テレ朝「星降る夜」

テレ朝には珍しく面白いドラマ。火曜日の夜は忙しい。吉高を見たあと、ドラマ10の「大奥」を見ないといけない。このシーズンはこのふたつがお気に入り。あとは「罠の戦争」と、「100万回」くらいかな。「星降る夜」は、初回ではピンとこなかったのだが、脚本が大石静さんだからと、迷いなく見続けた。前シーズンに好評だった「Silent」以来、ここのところ、手話が出てくるドラマが多い。アカデミー賞をとった映画「Coda」のせいなのか。はたまた流行りにのっただけなのかは分からないが、ドラマが世間を映す鏡なのは変わらない。大石静さんの話は若い頃はエグすぎたが、今はすっかり丸みと深みが増して絶妙である。

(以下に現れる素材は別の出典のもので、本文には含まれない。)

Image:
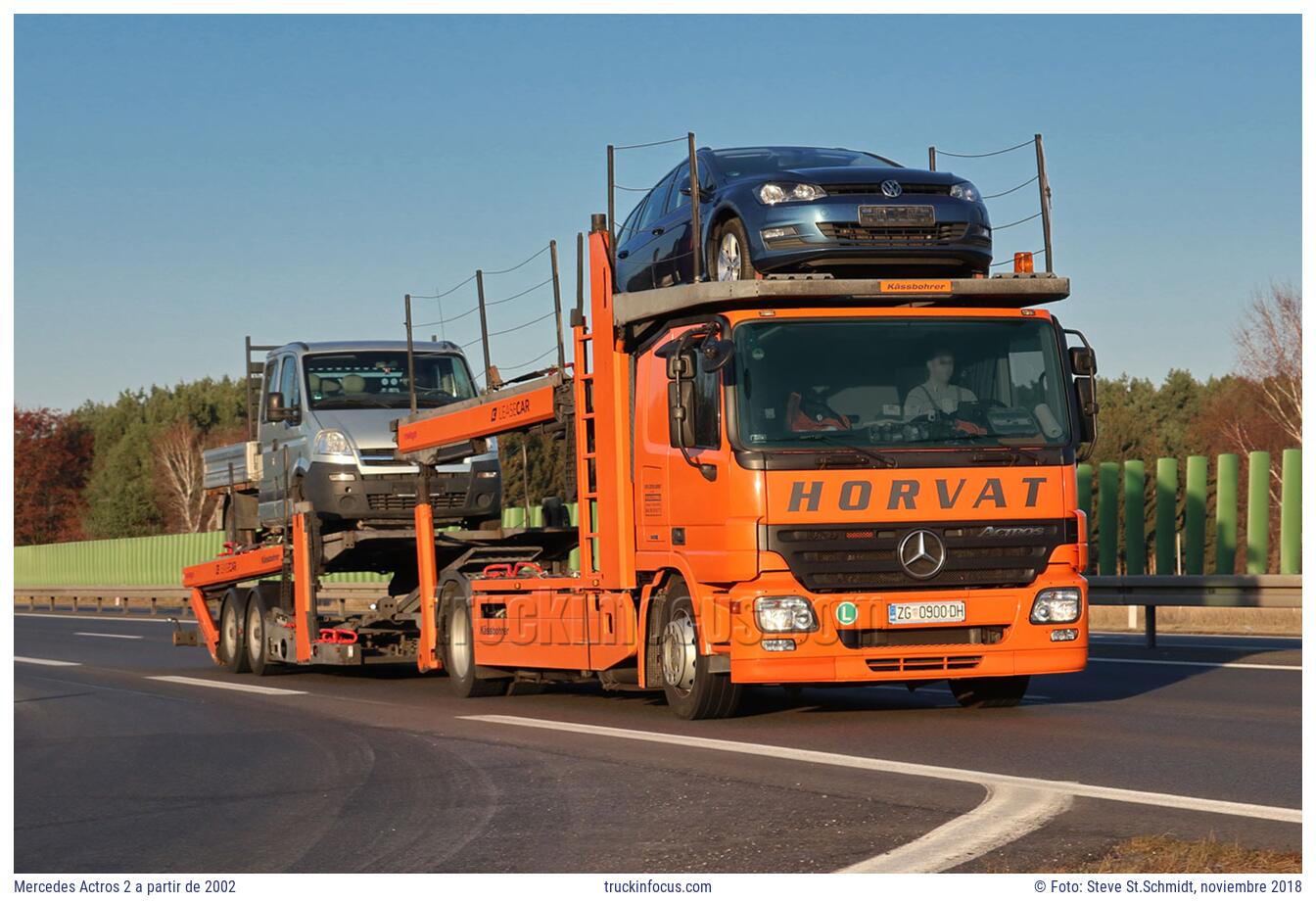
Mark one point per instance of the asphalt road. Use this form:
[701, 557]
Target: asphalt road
[381, 770]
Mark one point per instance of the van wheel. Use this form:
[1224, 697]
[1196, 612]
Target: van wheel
[692, 692]
[455, 631]
[259, 613]
[729, 253]
[232, 647]
[990, 692]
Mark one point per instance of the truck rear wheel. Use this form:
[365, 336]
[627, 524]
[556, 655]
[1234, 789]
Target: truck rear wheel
[458, 643]
[232, 614]
[692, 690]
[990, 690]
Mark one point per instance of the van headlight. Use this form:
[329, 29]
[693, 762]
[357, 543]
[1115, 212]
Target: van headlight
[331, 442]
[1056, 605]
[786, 613]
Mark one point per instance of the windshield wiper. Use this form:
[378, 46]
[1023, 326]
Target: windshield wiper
[876, 456]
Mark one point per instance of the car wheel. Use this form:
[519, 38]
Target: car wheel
[730, 253]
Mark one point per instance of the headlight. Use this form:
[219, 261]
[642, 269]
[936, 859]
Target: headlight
[1056, 605]
[788, 613]
[331, 442]
[964, 191]
[780, 192]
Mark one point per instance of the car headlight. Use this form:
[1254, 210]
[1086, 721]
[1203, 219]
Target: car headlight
[787, 613]
[1056, 605]
[331, 442]
[964, 191]
[782, 192]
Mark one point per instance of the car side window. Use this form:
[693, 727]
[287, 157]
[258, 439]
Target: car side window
[655, 207]
[271, 383]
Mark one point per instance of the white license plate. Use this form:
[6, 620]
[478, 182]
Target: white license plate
[899, 614]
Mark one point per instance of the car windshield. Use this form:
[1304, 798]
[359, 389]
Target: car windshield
[378, 378]
[769, 161]
[900, 383]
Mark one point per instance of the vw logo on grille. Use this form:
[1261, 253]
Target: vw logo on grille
[921, 554]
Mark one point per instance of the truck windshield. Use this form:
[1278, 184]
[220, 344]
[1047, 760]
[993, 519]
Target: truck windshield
[378, 378]
[900, 383]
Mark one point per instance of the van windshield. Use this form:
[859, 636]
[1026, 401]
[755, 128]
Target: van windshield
[900, 383]
[377, 378]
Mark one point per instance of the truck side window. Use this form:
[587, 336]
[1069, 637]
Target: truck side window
[271, 383]
[289, 383]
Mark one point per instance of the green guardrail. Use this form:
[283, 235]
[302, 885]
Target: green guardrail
[1121, 504]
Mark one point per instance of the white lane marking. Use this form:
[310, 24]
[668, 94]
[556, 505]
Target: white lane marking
[1193, 663]
[233, 687]
[1009, 813]
[900, 767]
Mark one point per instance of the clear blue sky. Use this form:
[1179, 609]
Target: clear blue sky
[182, 182]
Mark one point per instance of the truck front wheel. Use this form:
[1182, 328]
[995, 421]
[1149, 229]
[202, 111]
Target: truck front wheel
[990, 690]
[692, 690]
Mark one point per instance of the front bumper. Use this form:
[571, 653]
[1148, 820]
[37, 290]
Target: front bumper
[828, 234]
[1001, 640]
[475, 494]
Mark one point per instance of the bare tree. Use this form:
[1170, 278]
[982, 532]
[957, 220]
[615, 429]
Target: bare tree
[179, 471]
[1270, 354]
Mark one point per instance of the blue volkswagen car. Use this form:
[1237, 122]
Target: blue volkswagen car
[804, 210]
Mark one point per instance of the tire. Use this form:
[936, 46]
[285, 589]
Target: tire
[728, 254]
[990, 690]
[232, 620]
[692, 690]
[258, 616]
[458, 644]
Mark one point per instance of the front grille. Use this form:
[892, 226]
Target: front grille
[858, 639]
[854, 558]
[922, 663]
[876, 188]
[892, 236]
[447, 500]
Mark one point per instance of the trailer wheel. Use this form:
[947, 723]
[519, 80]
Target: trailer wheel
[692, 690]
[458, 642]
[257, 642]
[729, 253]
[232, 647]
[990, 690]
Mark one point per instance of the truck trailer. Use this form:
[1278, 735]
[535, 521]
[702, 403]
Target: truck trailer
[780, 482]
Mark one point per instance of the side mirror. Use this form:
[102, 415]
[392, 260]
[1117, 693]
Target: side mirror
[1083, 360]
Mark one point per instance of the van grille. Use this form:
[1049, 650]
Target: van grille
[854, 558]
[892, 236]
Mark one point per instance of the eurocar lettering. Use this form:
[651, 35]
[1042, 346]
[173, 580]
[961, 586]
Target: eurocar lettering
[907, 495]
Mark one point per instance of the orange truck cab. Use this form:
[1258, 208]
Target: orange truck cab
[796, 482]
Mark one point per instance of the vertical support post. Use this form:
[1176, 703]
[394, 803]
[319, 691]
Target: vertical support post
[1292, 513]
[1108, 510]
[557, 307]
[1166, 501]
[612, 208]
[427, 655]
[1227, 513]
[1196, 516]
[1135, 524]
[696, 237]
[411, 357]
[1258, 512]
[1044, 191]
[305, 589]
[485, 329]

吉高由里子も、北村匠や光石研さんもみんな好きなので、もうどうしようもない。毎回、心の端をきゅっと掴むような話にじんとしている。主役の雪宮鈴の同僚役に登場しているディーン・フジオカが面白い。五代友厚以来、最も成功しているキャスティングだと思う。彼が持つフェイク感が今回ははまっている。よかったね、ディーン。イケメンし、お利口だし、彼を生かせるドラマがやっと出てきたと感動した。ムロツヨシも前回あたりから登場して、異彩を放っている。本人も楽しそうに狂気の善人を演じているね。テレビドラマを愛する淋しい女性たちは、10歳年下の彼氏を持つ30代半ばの女性の華やいだ気持ちや憂鬱な思いに心を寄せながら、どうしようもない日常を生きている。ああ、胸にしみいる火曜日の夜。